Market players had been asking, with increasingly strident tones, when and how the Bank of Israel meant to cease its intervention. Now they know.
"It is the natural, right move," said Ron Eichel of the investment firm Meitav. "[BoI Governor Stanley] Fischer is intensifying the uncertainty in the market, which should prevent speculation. But at this stage it's hard to say what the exchange rate will do. No question about it, Fischer's move took everybody by surprise. The market had expected a gradual exit."
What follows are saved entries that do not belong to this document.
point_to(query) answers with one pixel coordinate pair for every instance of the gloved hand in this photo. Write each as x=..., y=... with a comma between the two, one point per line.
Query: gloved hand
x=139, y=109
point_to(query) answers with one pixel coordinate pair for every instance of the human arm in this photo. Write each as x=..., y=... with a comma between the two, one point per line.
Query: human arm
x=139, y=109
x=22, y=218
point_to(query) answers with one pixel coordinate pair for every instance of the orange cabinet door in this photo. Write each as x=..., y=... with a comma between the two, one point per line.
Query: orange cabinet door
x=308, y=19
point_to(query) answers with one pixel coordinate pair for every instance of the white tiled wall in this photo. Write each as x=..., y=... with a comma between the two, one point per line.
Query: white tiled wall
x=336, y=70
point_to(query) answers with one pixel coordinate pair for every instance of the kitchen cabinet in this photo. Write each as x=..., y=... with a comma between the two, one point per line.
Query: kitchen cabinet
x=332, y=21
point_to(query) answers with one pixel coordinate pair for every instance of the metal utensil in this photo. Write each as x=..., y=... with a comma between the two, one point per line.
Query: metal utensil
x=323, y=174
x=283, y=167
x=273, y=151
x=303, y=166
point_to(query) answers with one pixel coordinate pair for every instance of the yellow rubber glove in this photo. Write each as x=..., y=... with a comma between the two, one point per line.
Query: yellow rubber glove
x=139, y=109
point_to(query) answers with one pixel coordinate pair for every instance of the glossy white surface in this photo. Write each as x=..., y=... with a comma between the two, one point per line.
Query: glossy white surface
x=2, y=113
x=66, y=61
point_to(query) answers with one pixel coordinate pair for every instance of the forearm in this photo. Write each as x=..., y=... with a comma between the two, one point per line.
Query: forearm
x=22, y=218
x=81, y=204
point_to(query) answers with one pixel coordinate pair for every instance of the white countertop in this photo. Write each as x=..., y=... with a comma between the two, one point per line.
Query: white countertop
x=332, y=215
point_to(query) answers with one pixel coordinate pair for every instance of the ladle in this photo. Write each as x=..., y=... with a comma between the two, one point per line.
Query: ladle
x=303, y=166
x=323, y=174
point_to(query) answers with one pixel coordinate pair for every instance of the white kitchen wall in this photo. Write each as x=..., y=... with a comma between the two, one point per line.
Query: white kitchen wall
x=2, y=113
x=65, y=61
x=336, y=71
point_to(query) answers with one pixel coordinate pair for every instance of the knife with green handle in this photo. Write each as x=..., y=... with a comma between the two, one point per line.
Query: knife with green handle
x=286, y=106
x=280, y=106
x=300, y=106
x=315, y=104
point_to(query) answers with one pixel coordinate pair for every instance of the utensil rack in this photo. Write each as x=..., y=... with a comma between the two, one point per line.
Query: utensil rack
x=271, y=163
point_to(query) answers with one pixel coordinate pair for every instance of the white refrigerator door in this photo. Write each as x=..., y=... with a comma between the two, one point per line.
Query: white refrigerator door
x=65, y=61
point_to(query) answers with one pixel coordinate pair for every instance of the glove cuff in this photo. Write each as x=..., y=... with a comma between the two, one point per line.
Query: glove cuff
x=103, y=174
The technical reason for stopping is that Israel's foreign currency reserves passed the $54-billion mark, while the ideal maximum (according to the Bank of Israel itself) is in the range of $40 billion to $44 billion. At this time, the central bank says, its new policy of dipping into the marketplace if and when it thinks action necessary will better serve Israel's economic needs. It also clarified that it has no intention of acting against global exchange rate trends.
In other words, for a year the central bank's policy has been transparent, and that will no longer be the case. It won't be announcing when it buys dollars and won't say how much, either. But each month, at around the 5th of the month, it will publish a brief announcement saying how much it bought, if anything, over the previous month.
In fact the Bank of Israel suddenly leapt into the forex arena in April, 2008, saying it had noticed a market failure. In June, 2008, it started steadily buying $100 million a day; Its movements increased Israel's foreign currency reserves by $22 billion.
On August 3 of this year the central bank said it would continue buying $100 million on weekdays, Monday through Thursday, and $50 million on Fridays. But if it saw market failures, it said, it would buy more. Last week the Bank of Israel bought somewhere between $1.5 billion to $2 billion worth of dollars, boosting the greenback by 3.2% against the shekel.
Analysts yesterday suggested that Fischer was taking advantage of a narrow window of opportunity to get out of the market. The dollar had gained ground in world markets and in Tel Aviv, and while Fischer and others think it may weaken again, it shouldn't do so dramatically.
However, yesterday the central bank was prepared to intervene massively to prevent the dollar from diving against the shekel. By mid-afternoon, said one market trader, it had bought up between $100 million to $200 million.